The closest example of this phenomenon is Beth herself. When Tahani kidnaps Beth, it's not from Arkham. Instead, she is being cared for at the Weibe Kaninchen Sanatorium in Geneva. Beth seems relatively normal up until the point Tahani injects her with a chemical cocktail that forces Red Alice to reemerge. It's perhaps unlikely to assume that Beth would have ever been able to live on her own, but the little we see and hear about her progress leads the reader to believe that her treatments are working and that, at the least, she is happy and comfortable. This is a far cry from Arkham, the inspiration for which can be found in the short stories and novels of famed horror writer H.P. Lovecraft and has been described as nothing short of a living hell throughout the years.
Again, this is a stark contrast to the kind of care superheroes, the affluent and their kin receive in the DC Universe. Tom King's upcoming series Heroes in Crisis looks to confront how superheroes receive mental health care in the line of duty via an institution called Sanctuary. Early reports indicate that the Sanctuary facility is a state of the art creation backed by the DC Universe's trinity -- Superman, Wonder Woman and Batman -- and that it is partly Kryptonian in origin, staffed solely by robots and holograms. Sanctuary's sole reason for existing is to cater to the psychological needs of DC Comics' superheroes, who, in a given week, could be beaten, bloodied or outright killed (and then, of course, resurrected for a timely comeback). Compare that to the popular perception of Arkham, perhaps the most recognizable mental health institution in comics, and a picture of who gets proper psychiatric treatment, and why, becomes clear.
The focus on superheroes getting the mental health treatment they need while villains are left to fend for themselves, thus collapsing into rampant recidivism, is an inherently problematic one, as it reveals a deeply ingrained narrative dissonance when it comes to the struggle against good versus evil in the comic book format. For superheroes to retain relevance, they must have adversaries.

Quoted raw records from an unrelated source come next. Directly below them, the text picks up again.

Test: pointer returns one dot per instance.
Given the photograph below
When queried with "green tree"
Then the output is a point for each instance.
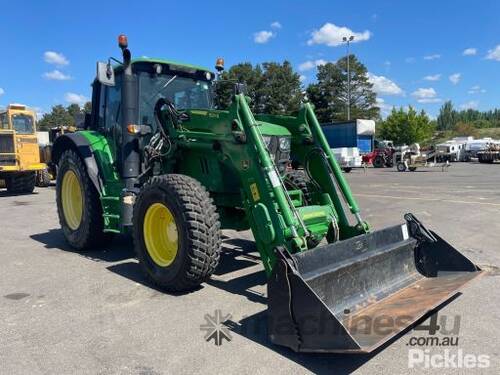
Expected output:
(241, 73)
(447, 116)
(73, 110)
(330, 93)
(406, 127)
(87, 108)
(280, 91)
(58, 116)
(272, 87)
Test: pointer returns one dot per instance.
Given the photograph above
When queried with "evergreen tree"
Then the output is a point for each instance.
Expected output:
(330, 93)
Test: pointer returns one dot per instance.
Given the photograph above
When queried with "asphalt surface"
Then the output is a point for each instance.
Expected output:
(93, 313)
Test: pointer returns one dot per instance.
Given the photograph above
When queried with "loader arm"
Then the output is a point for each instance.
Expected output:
(275, 221)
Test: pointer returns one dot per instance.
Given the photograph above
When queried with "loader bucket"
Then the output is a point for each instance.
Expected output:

If their adversaries were to, say, go off and find competent care and long-term treatment plans, well, there wouldn't be a whole lot left in the way of compelling adversaries. This line of thinking has led to the widely accepted belief that Batman creates his own villains, but Batwoman #16 asks if that's really the case. The Dark Knight has been feeding villains into an asylum widely known to create monsters for years. He might not be making the villains himself, but his continued devotion to a plan that failed long ago more than makes him an accomplice.
Batwoman's run ends with the forthcoming Batwoman #18, which is a shame, as this most recent issue takes steps towards cementing her as one of the few superheroes willing to stand up to Arkham Asylum's greatest patron.